Huygens would take the first possession after Halftime. In the locker room, Griff had given his much rehearsed but little used "break the tie" speech. He was about to review playbook options when Big Dog spoke: "Path to Glory."
The series of plays Huygens Center Wyatt Gideon Barker (Big Dog) called was Joe Montana's legendary 92 yards in 2:46 minutes drive in the final seconds of January 1989 Super Bowl XXIII. On their own initiative, the Huygens team had staged this in football summer camp.
First AKA Harvey's uncalled for mention of Franco Harris, now -- from his own team -- this not-Raiders moment of glory. "It's an end of a game legend", Griff said, "not something to try in our first possession after Halftime." But he had a feeling that his objections were going to be parried.

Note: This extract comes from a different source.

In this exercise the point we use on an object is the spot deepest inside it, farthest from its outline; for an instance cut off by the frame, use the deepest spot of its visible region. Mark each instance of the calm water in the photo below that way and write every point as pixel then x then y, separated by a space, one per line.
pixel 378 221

"It was Bengals 16 - Niners 13 with only 3:10 minutes to go. A penalty forced the Niners back to their 8th." Big Dog was on a roll. "Montana to Running Back Roger Craig; Montana to Tight End John Frank; Montana to Jerry Rice; handoff to Craig; Montana again to Rice. With only one incomplete pass, they cross midfield. Montana to Craig; an ineligible receiver penalty puts the Niners back 15 yards; Montana to Rice; Jerry running; 27 yard gain; 52 seconds to go; without a huddle Montana to Craig; the Niners are at the Bengals 10th; timeout; 34 seconds remain; Montana to Taylor. Touchdown."

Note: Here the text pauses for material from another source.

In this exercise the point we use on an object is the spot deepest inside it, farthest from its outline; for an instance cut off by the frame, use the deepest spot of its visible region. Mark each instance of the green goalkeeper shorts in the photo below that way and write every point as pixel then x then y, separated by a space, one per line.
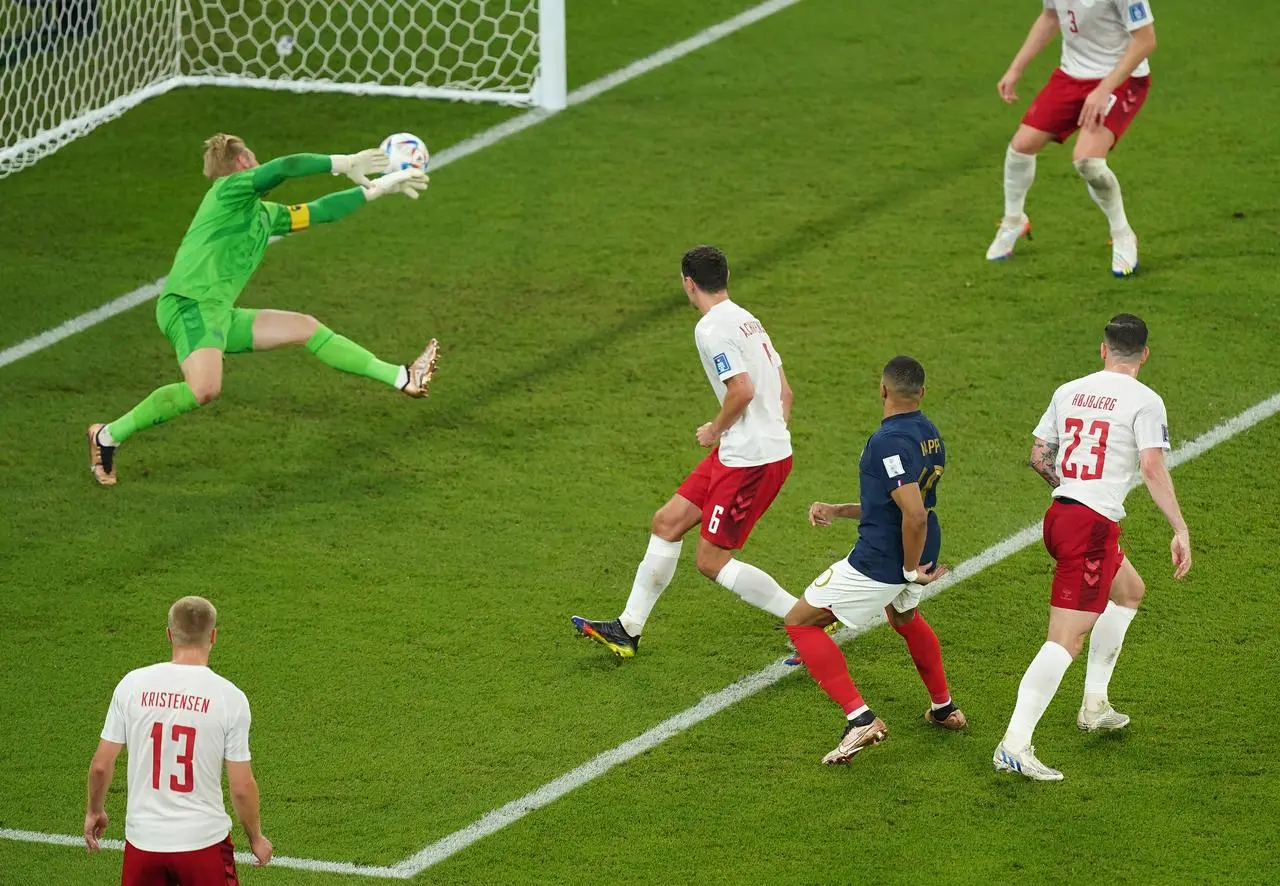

It was, Griff thought, a good enough series of plays to begin the second half. Obviously, a sustained sequence of perfect passes and perfect catches was not usual in D3 football, but inspired by Montana and
Rice, his team had done it nearly perfectly in practice. Griff looked at his assembled in the locker room entire team. "This is against The Wolves. Surely you know that football plays are not theater. How the other teams reacts will radically change what occurs." Griff grinned, paused to heighten the suspense. "Go", he said.